You’re almost there! Now that you have all of the image libraries installed and ImageMagick installed, you can go ahead and install the Ruby gem Mini-Magick

sudo gem install mini_magick

One note that I found very helpful on Matt King’s blog post was to check to make sure the configure script for ImageMagick could find the image libraries you wanted to be able to use. Check the output at the end of the configure script and make sure yes is present next to each image library you want to use.

You should be ready to rock now! To use mini-magick, insert the following lines into your environment.rb file:

require 'rubygems'
gem 'mini_magick'
require 'mini_magick'

Now that you’re all set up, you can load up a file and do whatever you want to it using Mini-Magick. Perhaps something like this!

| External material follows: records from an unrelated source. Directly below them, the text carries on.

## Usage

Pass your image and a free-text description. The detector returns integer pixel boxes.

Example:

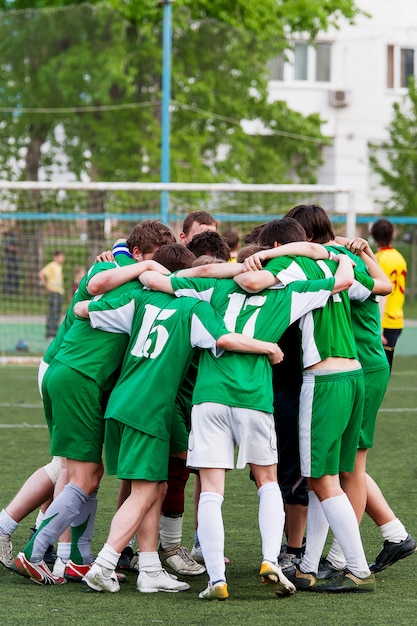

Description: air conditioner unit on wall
[329,89,352,107]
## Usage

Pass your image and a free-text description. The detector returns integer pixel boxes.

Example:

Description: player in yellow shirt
[371,219,407,370]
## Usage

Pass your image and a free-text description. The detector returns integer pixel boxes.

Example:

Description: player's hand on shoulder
[268,343,284,365]
[96,250,114,263]
[242,252,265,272]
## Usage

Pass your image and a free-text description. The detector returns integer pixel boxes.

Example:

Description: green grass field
[0,356,417,626]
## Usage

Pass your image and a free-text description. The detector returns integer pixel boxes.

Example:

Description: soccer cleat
[278,552,301,576]
[81,563,120,593]
[161,545,206,576]
[136,569,190,593]
[190,544,204,565]
[52,556,66,576]
[259,561,295,597]
[312,570,375,593]
[190,544,230,565]
[43,545,57,565]
[64,559,126,583]
[288,565,317,591]
[317,558,345,580]
[0,535,13,567]
[10,552,67,585]
[198,582,229,600]
[369,535,417,574]
[116,546,135,571]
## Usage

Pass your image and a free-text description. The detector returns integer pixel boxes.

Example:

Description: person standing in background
[2,227,21,295]
[39,250,65,340]
[371,219,407,370]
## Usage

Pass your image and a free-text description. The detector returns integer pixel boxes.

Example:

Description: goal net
[0,181,355,356]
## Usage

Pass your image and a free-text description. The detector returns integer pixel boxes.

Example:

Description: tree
[369,78,417,215]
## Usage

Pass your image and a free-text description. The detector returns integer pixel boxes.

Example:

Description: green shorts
[104,418,170,482]
[358,364,390,449]
[170,402,191,454]
[299,369,364,478]
[42,361,104,463]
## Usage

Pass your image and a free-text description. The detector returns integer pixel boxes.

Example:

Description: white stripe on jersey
[190,313,224,356]
[300,312,321,368]
[348,279,372,302]
[290,289,331,327]
[175,287,214,303]
[89,300,135,335]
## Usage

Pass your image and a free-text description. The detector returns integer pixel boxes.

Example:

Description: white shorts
[187,402,278,469]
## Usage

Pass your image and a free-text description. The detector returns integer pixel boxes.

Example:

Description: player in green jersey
[73,247,281,592]
[12,225,173,584]
[237,221,386,591]
[141,246,353,600]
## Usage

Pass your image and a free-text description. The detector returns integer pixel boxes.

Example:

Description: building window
[387,45,415,89]
[400,48,414,87]
[268,55,284,80]
[268,41,332,82]
[294,43,308,80]
[316,43,331,82]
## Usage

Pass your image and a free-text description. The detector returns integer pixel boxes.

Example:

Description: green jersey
[171,276,334,413]
[265,256,373,368]
[89,289,228,440]
[326,246,387,372]
[43,246,135,364]
[51,260,138,390]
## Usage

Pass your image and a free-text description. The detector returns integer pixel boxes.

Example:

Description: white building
[270,0,417,213]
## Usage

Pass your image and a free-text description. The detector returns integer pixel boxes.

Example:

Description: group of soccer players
[0,205,416,600]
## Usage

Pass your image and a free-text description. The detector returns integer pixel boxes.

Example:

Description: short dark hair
[243,224,266,245]
[258,217,307,248]
[371,218,394,248]
[126,220,176,254]
[153,243,195,272]
[223,229,240,250]
[285,204,335,243]
[236,243,266,263]
[182,211,218,235]
[187,230,230,261]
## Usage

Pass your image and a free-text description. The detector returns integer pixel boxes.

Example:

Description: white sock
[258,482,285,563]
[300,491,329,574]
[95,543,120,576]
[326,538,346,569]
[35,509,45,530]
[321,493,371,578]
[139,552,162,576]
[159,515,183,551]
[0,509,19,535]
[379,517,408,543]
[56,541,71,563]
[198,491,226,584]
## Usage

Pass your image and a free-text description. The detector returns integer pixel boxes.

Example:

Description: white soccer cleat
[136,569,190,593]
[52,556,66,578]
[0,535,13,567]
[10,552,67,585]
[259,561,296,597]
[198,581,229,600]
[161,545,206,576]
[82,563,120,593]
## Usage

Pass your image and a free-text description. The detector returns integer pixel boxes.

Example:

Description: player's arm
[87,260,169,296]
[243,241,329,272]
[335,237,392,296]
[139,270,174,295]
[216,333,284,365]
[74,300,90,319]
[175,263,243,278]
[233,270,280,293]
[332,254,355,294]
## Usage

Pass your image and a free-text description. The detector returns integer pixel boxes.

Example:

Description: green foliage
[370,79,417,215]
[0,0,361,190]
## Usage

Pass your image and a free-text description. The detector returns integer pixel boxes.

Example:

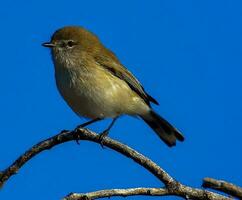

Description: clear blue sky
[0,0,242,200]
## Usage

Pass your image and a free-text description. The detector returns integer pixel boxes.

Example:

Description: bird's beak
[42,42,56,48]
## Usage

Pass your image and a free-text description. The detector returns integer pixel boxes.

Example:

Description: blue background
[0,0,242,200]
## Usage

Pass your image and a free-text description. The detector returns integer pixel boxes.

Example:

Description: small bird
[42,26,184,147]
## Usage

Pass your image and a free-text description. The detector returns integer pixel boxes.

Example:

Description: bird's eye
[67,40,75,48]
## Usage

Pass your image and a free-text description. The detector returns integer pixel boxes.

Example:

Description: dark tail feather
[141,110,184,147]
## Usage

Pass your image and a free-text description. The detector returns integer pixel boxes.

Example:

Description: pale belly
[56,66,149,119]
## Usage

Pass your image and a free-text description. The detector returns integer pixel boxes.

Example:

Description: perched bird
[42,26,184,146]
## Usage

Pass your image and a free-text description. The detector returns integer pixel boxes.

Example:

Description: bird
[42,26,184,147]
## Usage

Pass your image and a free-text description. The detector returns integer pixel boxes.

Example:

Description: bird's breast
[56,64,147,118]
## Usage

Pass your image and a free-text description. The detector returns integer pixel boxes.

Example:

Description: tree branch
[64,188,169,200]
[202,178,242,199]
[0,128,237,200]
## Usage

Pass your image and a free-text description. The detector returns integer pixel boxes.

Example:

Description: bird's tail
[141,110,184,147]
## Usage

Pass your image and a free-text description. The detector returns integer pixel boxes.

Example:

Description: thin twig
[0,126,234,200]
[202,178,242,199]
[64,188,169,200]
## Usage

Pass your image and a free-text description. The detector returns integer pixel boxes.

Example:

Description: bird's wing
[95,54,159,105]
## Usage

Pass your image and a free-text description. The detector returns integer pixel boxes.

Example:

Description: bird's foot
[74,125,82,145]
[98,130,109,148]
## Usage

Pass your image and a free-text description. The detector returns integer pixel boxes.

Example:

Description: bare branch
[202,178,242,199]
[64,188,169,200]
[0,126,236,200]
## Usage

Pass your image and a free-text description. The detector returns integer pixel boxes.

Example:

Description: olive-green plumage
[43,26,184,146]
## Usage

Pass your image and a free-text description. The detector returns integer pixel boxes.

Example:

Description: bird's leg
[99,117,118,147]
[75,118,103,144]
[77,118,103,128]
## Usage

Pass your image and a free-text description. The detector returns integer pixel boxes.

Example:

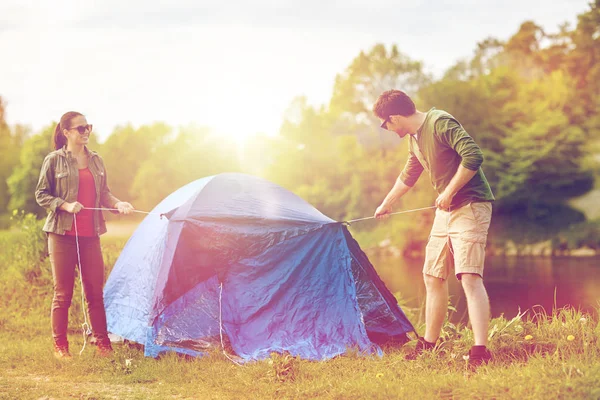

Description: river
[369,256,600,322]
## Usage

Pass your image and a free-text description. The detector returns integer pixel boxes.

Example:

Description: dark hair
[373,90,417,119]
[54,111,83,150]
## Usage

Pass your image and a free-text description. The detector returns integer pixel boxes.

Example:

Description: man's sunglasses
[69,124,92,135]
[381,115,391,130]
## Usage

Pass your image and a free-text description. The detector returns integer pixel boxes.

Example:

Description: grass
[0,219,600,399]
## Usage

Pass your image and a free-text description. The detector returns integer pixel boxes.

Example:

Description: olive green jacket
[35,147,119,235]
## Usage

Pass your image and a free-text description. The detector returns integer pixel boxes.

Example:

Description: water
[370,256,600,322]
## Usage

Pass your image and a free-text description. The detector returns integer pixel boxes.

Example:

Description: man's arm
[375,177,412,218]
[374,153,423,218]
[435,119,483,210]
[435,164,477,210]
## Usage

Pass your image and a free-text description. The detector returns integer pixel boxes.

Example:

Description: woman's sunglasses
[380,115,391,130]
[69,124,92,135]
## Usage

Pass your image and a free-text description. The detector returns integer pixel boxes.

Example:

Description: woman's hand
[373,202,392,219]
[60,201,83,214]
[114,201,135,214]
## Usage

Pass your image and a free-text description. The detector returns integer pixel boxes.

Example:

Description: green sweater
[400,108,494,209]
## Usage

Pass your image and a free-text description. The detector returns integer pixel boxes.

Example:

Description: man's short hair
[373,90,417,119]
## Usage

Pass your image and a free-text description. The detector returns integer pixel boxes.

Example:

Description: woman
[35,111,133,359]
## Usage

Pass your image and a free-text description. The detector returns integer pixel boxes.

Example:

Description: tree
[8,124,56,217]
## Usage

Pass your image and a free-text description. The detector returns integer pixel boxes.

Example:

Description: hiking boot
[96,338,113,357]
[54,343,73,361]
[404,337,435,361]
[468,346,492,370]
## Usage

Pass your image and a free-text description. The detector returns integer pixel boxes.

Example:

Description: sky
[0,0,588,141]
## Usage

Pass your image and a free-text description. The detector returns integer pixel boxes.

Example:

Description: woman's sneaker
[468,346,492,370]
[404,337,435,361]
[96,337,113,357]
[54,343,73,360]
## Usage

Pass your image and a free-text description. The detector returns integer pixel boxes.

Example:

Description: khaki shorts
[423,202,492,279]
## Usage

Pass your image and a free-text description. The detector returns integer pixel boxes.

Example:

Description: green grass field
[0,218,600,399]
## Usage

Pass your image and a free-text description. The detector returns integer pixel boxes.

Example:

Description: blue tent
[104,173,414,360]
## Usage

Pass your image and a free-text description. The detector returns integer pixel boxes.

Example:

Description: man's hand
[114,201,134,214]
[435,190,454,211]
[60,201,83,214]
[375,203,392,219]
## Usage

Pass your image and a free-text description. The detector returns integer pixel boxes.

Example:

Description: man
[373,90,494,366]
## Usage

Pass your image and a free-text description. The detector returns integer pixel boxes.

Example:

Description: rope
[83,207,163,217]
[73,214,92,355]
[344,206,437,224]
[219,282,242,367]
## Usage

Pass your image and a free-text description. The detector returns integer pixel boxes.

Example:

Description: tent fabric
[104,173,414,361]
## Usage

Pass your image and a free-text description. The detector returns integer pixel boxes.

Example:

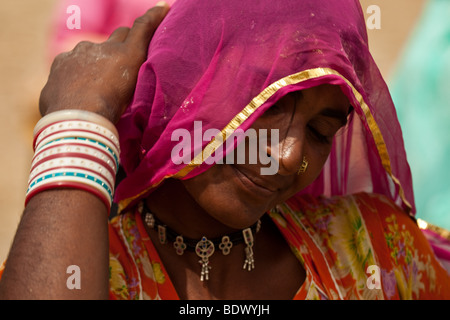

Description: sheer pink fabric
[115,0,415,214]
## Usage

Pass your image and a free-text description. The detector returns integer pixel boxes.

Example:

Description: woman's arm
[0,5,168,299]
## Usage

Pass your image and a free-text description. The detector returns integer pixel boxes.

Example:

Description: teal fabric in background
[389,0,450,230]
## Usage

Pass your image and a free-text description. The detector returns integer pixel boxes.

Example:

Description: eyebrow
[320,106,352,126]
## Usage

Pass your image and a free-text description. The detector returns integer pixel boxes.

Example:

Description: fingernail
[155,1,168,7]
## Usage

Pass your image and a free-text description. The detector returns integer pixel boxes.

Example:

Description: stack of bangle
[25,110,120,211]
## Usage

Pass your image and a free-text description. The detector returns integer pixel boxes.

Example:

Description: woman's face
[183,85,350,229]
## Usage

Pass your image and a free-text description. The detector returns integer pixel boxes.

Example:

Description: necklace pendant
[173,236,187,256]
[242,228,255,271]
[195,237,214,281]
[242,247,255,271]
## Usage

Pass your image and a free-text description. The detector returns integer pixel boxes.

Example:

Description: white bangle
[31,139,119,174]
[33,109,119,137]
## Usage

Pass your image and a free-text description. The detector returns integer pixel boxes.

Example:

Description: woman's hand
[0,3,167,300]
[39,5,168,123]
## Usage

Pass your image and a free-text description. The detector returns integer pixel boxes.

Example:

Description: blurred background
[0,0,440,262]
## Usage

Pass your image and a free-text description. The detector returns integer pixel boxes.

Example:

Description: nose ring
[297,157,309,175]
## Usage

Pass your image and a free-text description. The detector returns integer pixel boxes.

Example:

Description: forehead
[280,84,350,116]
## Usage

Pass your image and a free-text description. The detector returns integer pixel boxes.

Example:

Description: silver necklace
[139,203,261,281]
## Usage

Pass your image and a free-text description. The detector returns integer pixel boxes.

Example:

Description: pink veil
[115,0,415,215]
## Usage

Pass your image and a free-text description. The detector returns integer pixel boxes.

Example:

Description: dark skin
[0,3,349,299]
[147,85,349,299]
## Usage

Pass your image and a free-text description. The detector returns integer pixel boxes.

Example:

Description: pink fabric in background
[49,0,175,57]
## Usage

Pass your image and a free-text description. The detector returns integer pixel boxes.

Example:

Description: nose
[267,123,305,176]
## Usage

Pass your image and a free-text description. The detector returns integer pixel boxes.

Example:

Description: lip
[231,165,277,198]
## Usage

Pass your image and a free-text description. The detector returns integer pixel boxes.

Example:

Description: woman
[0,0,450,299]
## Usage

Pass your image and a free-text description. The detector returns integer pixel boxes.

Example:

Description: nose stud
[297,157,309,175]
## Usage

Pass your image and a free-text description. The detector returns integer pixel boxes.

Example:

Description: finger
[106,27,130,42]
[126,2,169,50]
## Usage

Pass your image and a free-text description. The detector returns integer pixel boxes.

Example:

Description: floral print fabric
[110,193,450,299]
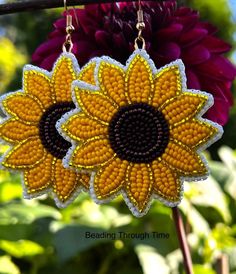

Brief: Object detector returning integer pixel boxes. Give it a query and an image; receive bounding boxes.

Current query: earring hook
[134,0,146,49]
[62,0,75,52]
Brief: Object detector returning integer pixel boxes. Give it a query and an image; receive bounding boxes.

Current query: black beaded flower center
[109,103,169,163]
[39,102,75,159]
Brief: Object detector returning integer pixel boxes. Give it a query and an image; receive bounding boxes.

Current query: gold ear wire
[62,0,75,52]
[134,0,146,49]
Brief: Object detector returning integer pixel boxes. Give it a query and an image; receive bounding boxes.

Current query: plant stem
[172,207,193,274]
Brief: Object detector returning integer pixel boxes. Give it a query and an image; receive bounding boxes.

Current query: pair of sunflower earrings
[0,2,223,217]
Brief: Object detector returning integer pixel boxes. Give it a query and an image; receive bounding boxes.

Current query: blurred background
[0,0,236,274]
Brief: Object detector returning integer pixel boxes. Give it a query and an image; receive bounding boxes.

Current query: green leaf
[179,198,210,236]
[193,264,216,274]
[185,176,231,222]
[54,225,109,261]
[0,224,34,241]
[0,256,20,274]
[135,245,170,274]
[0,240,44,258]
[0,202,61,224]
[0,176,22,202]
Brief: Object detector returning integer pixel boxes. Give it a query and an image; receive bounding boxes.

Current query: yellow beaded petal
[23,70,53,109]
[53,158,89,203]
[76,88,118,124]
[98,61,127,106]
[152,66,181,107]
[94,157,129,200]
[162,93,208,126]
[60,50,222,216]
[170,120,217,147]
[78,62,96,85]
[125,164,153,213]
[51,56,76,102]
[152,160,181,202]
[70,138,115,168]
[24,153,53,194]
[2,92,43,124]
[161,141,207,176]
[125,55,153,103]
[2,137,46,169]
[61,113,108,141]
[0,119,38,144]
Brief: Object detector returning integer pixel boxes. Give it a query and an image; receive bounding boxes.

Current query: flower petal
[78,62,96,85]
[24,70,53,109]
[3,92,43,123]
[98,62,127,106]
[125,55,153,103]
[53,159,89,203]
[94,157,128,199]
[76,89,117,124]
[71,139,115,168]
[162,93,208,126]
[152,66,181,107]
[2,137,46,169]
[62,113,108,141]
[24,153,53,194]
[170,120,218,147]
[0,119,38,143]
[125,164,153,213]
[161,141,207,176]
[51,56,76,102]
[152,161,181,202]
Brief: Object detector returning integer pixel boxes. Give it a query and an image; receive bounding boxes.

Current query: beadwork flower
[57,50,222,216]
[0,53,95,207]
[32,0,236,125]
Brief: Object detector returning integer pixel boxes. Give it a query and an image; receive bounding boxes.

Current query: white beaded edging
[57,49,223,217]
[0,52,92,208]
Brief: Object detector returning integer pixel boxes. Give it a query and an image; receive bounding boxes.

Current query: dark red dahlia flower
[32,0,236,125]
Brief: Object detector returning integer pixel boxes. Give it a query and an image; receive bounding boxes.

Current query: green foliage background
[0,0,236,274]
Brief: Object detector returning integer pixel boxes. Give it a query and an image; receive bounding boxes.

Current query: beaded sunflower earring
[0,1,95,207]
[57,2,223,217]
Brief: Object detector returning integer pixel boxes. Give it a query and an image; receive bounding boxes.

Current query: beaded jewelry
[57,3,223,217]
[0,1,95,207]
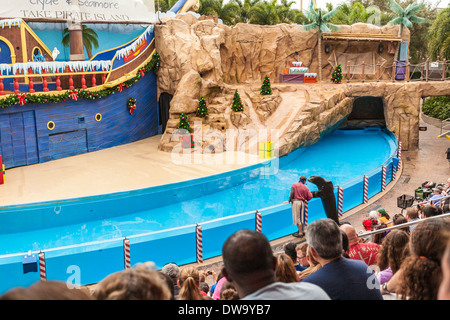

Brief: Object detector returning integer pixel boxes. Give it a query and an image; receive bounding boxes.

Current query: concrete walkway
[0,135,260,207]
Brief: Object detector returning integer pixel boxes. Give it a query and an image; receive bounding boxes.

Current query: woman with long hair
[381,218,450,300]
[299,246,322,281]
[178,266,204,300]
[377,230,409,284]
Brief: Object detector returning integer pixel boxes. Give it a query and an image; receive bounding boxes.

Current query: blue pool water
[0,130,395,255]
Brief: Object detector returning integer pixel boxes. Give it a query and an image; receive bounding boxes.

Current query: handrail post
[0,78,5,96]
[392,61,397,82]
[69,68,75,90]
[14,71,20,94]
[81,73,87,89]
[28,70,36,93]
[92,73,97,87]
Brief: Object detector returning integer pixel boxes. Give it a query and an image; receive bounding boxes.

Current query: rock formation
[155,14,449,155]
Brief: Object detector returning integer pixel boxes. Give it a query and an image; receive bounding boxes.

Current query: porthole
[47,121,55,130]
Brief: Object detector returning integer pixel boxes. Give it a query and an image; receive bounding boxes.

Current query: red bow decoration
[17,93,27,106]
[128,104,136,114]
[69,90,78,101]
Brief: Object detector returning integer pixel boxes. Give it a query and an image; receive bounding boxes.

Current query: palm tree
[388,0,427,38]
[249,0,281,25]
[232,0,261,23]
[62,25,98,60]
[303,7,340,81]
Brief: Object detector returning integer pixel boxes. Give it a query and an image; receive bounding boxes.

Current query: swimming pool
[0,128,397,291]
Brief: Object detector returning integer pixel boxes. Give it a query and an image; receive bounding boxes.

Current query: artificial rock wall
[155,14,449,155]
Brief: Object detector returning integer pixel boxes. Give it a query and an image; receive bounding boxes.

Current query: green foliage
[428,7,450,60]
[388,0,427,37]
[422,96,450,120]
[231,89,244,112]
[260,76,272,95]
[196,97,209,118]
[331,65,342,83]
[178,112,191,132]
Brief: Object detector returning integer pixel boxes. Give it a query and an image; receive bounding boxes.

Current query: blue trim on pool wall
[0,130,397,293]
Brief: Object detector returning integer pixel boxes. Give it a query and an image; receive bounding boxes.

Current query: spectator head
[422,205,439,218]
[306,219,342,265]
[438,232,450,300]
[396,218,450,300]
[284,242,297,264]
[222,229,277,298]
[275,253,298,283]
[405,207,419,221]
[0,281,94,300]
[377,230,409,273]
[200,282,209,294]
[339,224,358,247]
[161,262,180,285]
[94,267,171,300]
[392,213,409,232]
[295,242,309,268]
[339,227,350,258]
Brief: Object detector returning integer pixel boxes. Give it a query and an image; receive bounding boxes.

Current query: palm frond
[409,16,428,23]
[405,2,424,15]
[387,17,403,25]
[322,6,341,22]
[389,0,403,16]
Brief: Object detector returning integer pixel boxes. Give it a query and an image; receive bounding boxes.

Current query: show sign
[0,0,157,23]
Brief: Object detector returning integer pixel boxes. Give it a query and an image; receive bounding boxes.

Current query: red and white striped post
[381,166,386,191]
[123,239,131,269]
[195,225,203,263]
[338,187,344,217]
[363,176,369,203]
[397,141,402,171]
[39,252,47,282]
[255,210,262,232]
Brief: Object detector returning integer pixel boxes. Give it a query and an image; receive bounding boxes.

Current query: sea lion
[308,175,339,224]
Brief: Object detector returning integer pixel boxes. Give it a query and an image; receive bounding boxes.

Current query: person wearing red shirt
[289,176,313,238]
[340,224,380,266]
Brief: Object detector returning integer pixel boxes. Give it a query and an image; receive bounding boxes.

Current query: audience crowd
[0,179,450,300]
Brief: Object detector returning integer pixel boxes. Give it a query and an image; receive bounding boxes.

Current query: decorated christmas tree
[231,89,244,112]
[260,76,272,95]
[331,65,342,83]
[197,97,209,118]
[178,112,191,132]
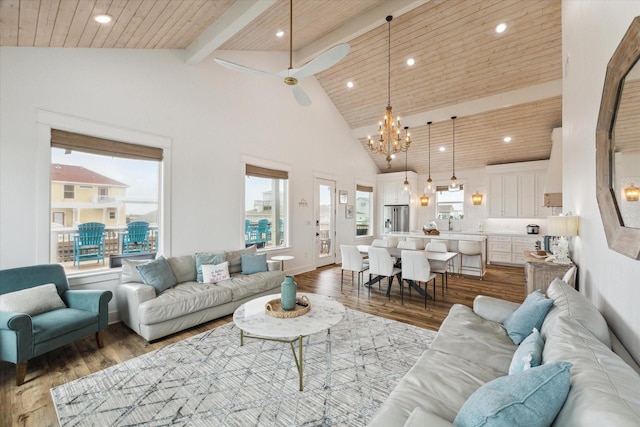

filename = "path to your file"
fileout = "path to output file"
image = MiniMagick::Image.from_file(filename)
image.resize "120x120"

There you go! If something doesn’t work, the first thing I’d check is to make sure all of the libraries and ImageMagick were installed properly. Also check file permissions in case for some reason the directory you’re trying to save your file is locked down so the web server user can’t write to it.

One more side note before I finish. I was able to use these exact steps to install ImageMagick and Mini-Magick on my Debian server which I’m using for my public test environment. So, that cool thing about using these steps installing everything from source allows you to duplicate on other *NIX systems.